Turkey Goes Mad: Fabricating Coup From Biscuits 

Ulker, the best known Turkish brand for chocolate and biscuits, has been targeted on the social media after releasing a commercial for Fools’ Day. The video was a final one from a series of videos that focused on ‘happiness’, ‘being younger sibling and getting fooled’. The commercial was accused of promoting terror and a coup.

For outsiders, reading too much into a chocolate bar commercial may sound irrational and foolish. But in Turkey it is an ordinary incident that illustrates the mindset of supporters of Turkey’s popular leader, Recep Tayyip Erdogan.

The main slogans in the Ulker commercial were “happiness can be planned, happiness can be fooled, it’s hard to be the younger sibling, now it’s time for a reckoning.” The ad was the continuation of a promotion concept that focused on being fooled as a younger sibling. In the previous month, Ulker asked its customers through social media to share their memories of being fooled as a younger sibling, if there were any. The cartoon commercial which was released on April 1st midnight was based on “reckoning the fooled memories.” A creepy voice was singing and laughing, “I’ve got a surprise for you. Misery will find you!”

This was enough to spark the madness. The accusations were focused on sentences like “Misery will find you, I’ve got a surprise for you, April 1st is coming and reckoning is coming.” These slogans were blamed for having hidden messages of a new coup attempt, a terror act and even an assassination Mr. Erdogan. 

Shortly after the commercial, pro-Erdogan group gathered outside the president’s compound in Istanbul to guard their leader. The company had been smeared on the social media in ways that were many times outrageous and funny. Most of these paranoid protests, such as hanging an Ulker-made chocolate bar, were mocked. 

Some of Mr. Erdogan’s fans connected initials of Ulker’s different brands to prove that the group was seeking a coup. A biscuit brand of Ulker, Halley, which is named after a comet, was linked to the shutdown of Samanyolu TV networks (Milky Way). Some of Central Bank officials were purged following the coup over Haley’s Comet.

Some pointed to subliminal messages when listened in reverse, others went in length to inform the public about messages in the ad. The terms used in the video such as ‘abi’ (which is the Turkish appeal for elder male sibling) and ‘abla’  (for elder female sibling) were interpreted to make reference to the Gulen Movement. 
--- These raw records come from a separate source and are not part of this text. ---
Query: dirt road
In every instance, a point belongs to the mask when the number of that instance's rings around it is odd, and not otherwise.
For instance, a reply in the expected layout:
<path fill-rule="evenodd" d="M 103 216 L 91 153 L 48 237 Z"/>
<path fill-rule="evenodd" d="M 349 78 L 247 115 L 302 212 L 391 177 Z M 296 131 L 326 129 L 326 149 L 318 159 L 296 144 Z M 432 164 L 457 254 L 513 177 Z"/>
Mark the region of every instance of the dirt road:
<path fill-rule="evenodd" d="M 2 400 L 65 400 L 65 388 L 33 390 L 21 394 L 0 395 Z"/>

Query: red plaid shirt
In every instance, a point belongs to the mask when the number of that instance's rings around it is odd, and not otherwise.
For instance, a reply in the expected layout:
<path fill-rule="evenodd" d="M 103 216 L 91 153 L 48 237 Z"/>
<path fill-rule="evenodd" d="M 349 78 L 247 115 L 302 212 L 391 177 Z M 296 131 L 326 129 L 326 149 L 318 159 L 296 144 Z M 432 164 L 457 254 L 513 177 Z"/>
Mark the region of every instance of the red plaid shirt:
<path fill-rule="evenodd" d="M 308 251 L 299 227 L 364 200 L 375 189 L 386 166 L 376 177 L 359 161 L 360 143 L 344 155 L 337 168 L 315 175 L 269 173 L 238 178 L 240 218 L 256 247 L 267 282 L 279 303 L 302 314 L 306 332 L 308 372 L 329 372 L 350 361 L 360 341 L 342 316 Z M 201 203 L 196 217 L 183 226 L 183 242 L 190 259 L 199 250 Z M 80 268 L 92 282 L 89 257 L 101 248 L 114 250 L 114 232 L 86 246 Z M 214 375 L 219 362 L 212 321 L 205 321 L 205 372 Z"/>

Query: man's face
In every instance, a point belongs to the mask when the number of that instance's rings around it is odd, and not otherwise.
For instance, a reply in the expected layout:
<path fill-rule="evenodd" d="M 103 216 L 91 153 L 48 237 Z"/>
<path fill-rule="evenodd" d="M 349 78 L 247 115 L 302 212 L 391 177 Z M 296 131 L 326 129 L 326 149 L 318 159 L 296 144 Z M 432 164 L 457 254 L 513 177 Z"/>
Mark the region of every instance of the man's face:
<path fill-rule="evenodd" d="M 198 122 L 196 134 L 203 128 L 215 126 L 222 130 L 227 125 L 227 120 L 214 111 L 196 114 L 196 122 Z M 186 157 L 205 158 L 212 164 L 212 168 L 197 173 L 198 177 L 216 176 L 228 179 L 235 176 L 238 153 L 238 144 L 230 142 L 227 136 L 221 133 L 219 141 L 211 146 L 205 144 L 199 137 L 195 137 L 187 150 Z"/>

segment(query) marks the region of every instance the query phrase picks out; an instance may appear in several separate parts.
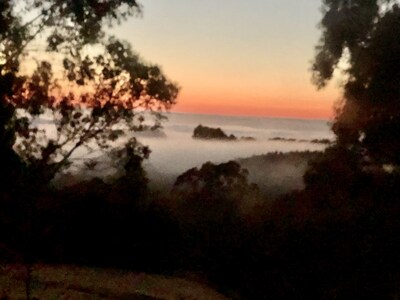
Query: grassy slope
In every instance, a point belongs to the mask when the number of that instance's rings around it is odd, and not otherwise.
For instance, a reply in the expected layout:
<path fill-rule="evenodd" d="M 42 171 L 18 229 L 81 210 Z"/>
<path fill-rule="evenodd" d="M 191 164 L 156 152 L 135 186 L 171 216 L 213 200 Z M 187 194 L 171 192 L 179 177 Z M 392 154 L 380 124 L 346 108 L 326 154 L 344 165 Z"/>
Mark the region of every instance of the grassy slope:
<path fill-rule="evenodd" d="M 2 266 L 0 298 L 4 291 L 11 299 L 25 299 L 24 276 L 23 266 Z M 35 266 L 32 287 L 32 296 L 40 300 L 226 299 L 211 288 L 186 279 L 72 266 Z"/>

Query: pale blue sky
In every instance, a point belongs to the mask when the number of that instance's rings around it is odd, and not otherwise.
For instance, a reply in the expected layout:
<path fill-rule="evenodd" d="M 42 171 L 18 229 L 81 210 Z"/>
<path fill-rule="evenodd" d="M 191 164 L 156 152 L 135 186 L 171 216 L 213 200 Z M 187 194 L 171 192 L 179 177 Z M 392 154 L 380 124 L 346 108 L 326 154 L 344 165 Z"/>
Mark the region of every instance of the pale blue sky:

Even the Prime Minister Binali Yildirim claimed that it was an unfortunate event that the video made reference to ‘abi’s and ‘abla’s, adding that the words ‘abla’ and ‘abi’  could be an allusion to Gulenists. 

Foolish events in Fools’ Day were in full swing with people sharing their videos on the social media where they hanged their coffee packages, burned chocolate bars or stabbed an Ulker butter box, with patriotic soundbite in the background. Turkish prosecutors also launched an investigation into the commercial.

The public pressure on the company was so tremendous that the Ulker said it pulled off the commercial and started an investigation into it. Ulker, which owns chocolate giant Godiva, shipped 1/5 of its assets to the U.K. earlier this year. Some economists speculated that Ulker is slowly leaving the country in a sign of sagging economy, a claim rejected by Ulker. 

Ulker had struggled for days to contain the damage to its brand and tried to stay on the government’s good side out of fear that it could be the next company to be seized. Turkish government has confiscated nearly 1,000 companies in the past year, including giants such as furniture manufacturer Boydak and gold-mining Ipek as well as baklava-maker Gulluoglu.

Ulker said it had always been a supporter of the country and its people. Despite’s Ulker’s attempt to attenuate the anger, there were few signs that the furious crowd would calm down.

Seizing the moment, Torku, which is fairly a new brand in Turkish biscuit/chocolate market and whose owner is close to the government, took advantage of the situation. Torku released photos declaring that “they care for Turkish democracy as a 100 percent Turkish brand.” “Buy Torku instead of Ulker,” was one of the slogans. 

Ulker is by far the most popular Turkish brand for chocolate and biscuits. The company also made efforts to promote innovation. A few years ago, Ulker donated $24 million to Harvard University for a research. 

Being a leading, innovative and a global brand is not a guarantee of your survival in today’s Turkey. Every company faces seizure by the authorities if they are not full-fledged supporters of the government.

The hurricane surrounding Ulker is a testimony to what extent the madness in Turkey could go. At the end of the day, this is a country that jailed a media executive for sending an encrypted message through a soap opera, imprisoned thousands of people for having one dollar bills — claiming that serial numbers are secret codes sent from the U.S. — or presenting a 9-month old newspaper commercial as an evidence for last summer’s coup.

How could we expect that this country will bring real perpetrators of last summer’s coup attempt to justice? Can we expect these authorities to serve justice when they fabricate a coup from a biscuit commercial?